What is big data?
Big data is a big deal for the business world - here's what it's all about...
Data is constantly referred to as "the new oil", while politicians compare tech giants to the US oil companies that rose to power over a century ago.
This "new oil" isn't being sucked up from the ground. Instead, it's being harvested in large volumes from people using online services, tools and applications.
There's so much data, in fact, that without the right tools to store and process it, organisations can struggle to make sense of it. This huge array of information is collectively termed 'big data'.

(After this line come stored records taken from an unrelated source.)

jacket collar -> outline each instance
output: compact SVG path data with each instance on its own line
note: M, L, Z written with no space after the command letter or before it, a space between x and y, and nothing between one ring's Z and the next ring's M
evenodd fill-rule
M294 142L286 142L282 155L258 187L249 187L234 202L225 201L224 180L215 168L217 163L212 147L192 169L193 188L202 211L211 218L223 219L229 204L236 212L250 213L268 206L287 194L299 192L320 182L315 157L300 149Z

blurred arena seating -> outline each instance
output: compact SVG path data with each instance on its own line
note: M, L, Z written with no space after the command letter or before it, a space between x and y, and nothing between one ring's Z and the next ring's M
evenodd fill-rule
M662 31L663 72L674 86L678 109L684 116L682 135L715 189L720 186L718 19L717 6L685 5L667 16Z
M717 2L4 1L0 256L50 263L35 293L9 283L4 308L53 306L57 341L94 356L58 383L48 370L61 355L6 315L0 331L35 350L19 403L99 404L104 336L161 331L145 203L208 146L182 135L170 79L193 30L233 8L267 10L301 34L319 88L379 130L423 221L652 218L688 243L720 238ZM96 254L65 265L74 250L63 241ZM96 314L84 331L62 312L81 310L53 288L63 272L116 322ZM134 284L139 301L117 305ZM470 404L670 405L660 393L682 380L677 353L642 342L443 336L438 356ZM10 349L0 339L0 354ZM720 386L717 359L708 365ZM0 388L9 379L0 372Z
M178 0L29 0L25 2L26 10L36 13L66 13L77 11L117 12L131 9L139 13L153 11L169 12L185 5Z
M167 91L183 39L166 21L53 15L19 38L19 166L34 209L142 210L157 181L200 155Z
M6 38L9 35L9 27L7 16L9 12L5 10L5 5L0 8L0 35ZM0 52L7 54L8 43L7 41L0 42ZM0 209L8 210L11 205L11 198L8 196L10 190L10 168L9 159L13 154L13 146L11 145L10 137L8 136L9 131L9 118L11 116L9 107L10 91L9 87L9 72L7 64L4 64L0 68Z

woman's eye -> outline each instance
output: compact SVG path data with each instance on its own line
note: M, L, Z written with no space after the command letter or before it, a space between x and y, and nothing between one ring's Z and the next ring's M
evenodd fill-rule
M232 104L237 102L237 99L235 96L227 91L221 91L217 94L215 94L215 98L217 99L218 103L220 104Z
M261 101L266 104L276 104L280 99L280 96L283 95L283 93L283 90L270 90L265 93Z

You only have to think of all the times you fill out an online form, sign up to a digital service, or complete a questionnaire to have an idea of the volumes being generated every day. Add to this the vast quantities of data generated by web-connected devices, social media and sensors all over the world, and you have an unimaginably large amount of information to contend with.
The growth of big data is incredibly valuable to businesses. If they can collect and store it properly, and analyse it effectively, they can extract valuable information and insights that can help them make important decisions.
Elements of big data
Before taking any steps towards implementing a big data analytics programme, it's important to know the fundamental principles that make it different to other data a company may traditionally find in its data stores.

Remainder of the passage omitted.